Each option has pros and cons, and no single approach is best for every organization.

Email Archiving Compliance

Most organizations are subject to rules that require email compliance archiving and to retain some records—and not just those in traditionally “regulated” industries.

As Osterman Research explains, financial documents, email correspondence between organizations, employee records, invoices, shipping information, and even metadata may be subject to archiving rules. These regulations often require organizations to collect, monitor, retain and produce these records on demand.[1]

Email Archiving in Outlook & Gmail

With Office 365 built-in archive comes with built-in archiving for end-user mailboxes. It’s a seamless, integrated experience that’s easy to use. But it’s meant for end-users, not IT departments.

With Office 365’s built-in archive, users may be able to easily archive and find old emails. But without additional services, administrators, auditors, and legal teams can’t adequately archive, search and supervise content across the enterprise.

With Office 365’s native archiving features, enterprise-wide email searches are difficult. Supervisory reviews are slow. And compliance policies can be applied to only a limited set of content.
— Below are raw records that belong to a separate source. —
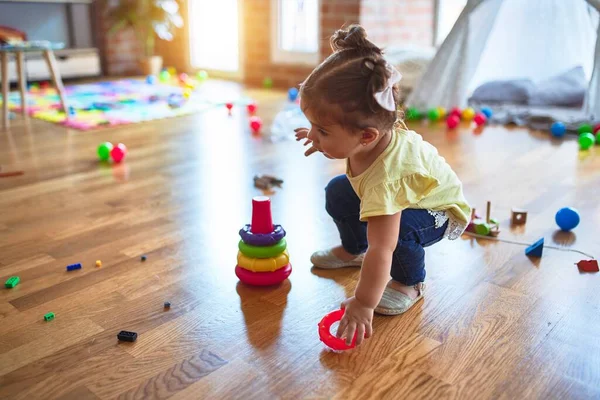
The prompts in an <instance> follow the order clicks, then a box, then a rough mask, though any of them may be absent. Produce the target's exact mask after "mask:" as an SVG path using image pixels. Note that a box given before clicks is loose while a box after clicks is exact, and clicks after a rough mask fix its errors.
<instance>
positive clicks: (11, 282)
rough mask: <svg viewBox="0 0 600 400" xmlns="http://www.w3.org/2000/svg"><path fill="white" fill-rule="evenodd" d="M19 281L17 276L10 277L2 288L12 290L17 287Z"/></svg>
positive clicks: (18, 277) (17, 276) (20, 278)
mask: <svg viewBox="0 0 600 400" xmlns="http://www.w3.org/2000/svg"><path fill="white" fill-rule="evenodd" d="M20 281H21V278H19V277H18V276H11V277H10V278H8V279H7V280H6V282H5V283H4V286H5V287H6V288H9V289H12V288H14V287H15V286H17V285H18V284H19V282H20Z"/></svg>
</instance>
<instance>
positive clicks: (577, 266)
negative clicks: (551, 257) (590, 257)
mask: <svg viewBox="0 0 600 400" xmlns="http://www.w3.org/2000/svg"><path fill="white" fill-rule="evenodd" d="M577 267H578V268H579V272H598V271H600V269H599V268H598V260H581V261H579V262H578V263H577Z"/></svg>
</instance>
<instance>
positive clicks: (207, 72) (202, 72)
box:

That leaves out a wide range of employee communication that takes place outside the Microsoft ecosystem, such as social media and instant messaging.

In many ways, the native archiving features of Gmail are even more limited.

For compliance, e-discovery, and corporate governance, most companies need a true enterprise-class email archiving solution that augments the platform’s native mailbox archiving features.

 


 

[1] Osterman Research. “Strategies for Archiving in Hybrid Environments.”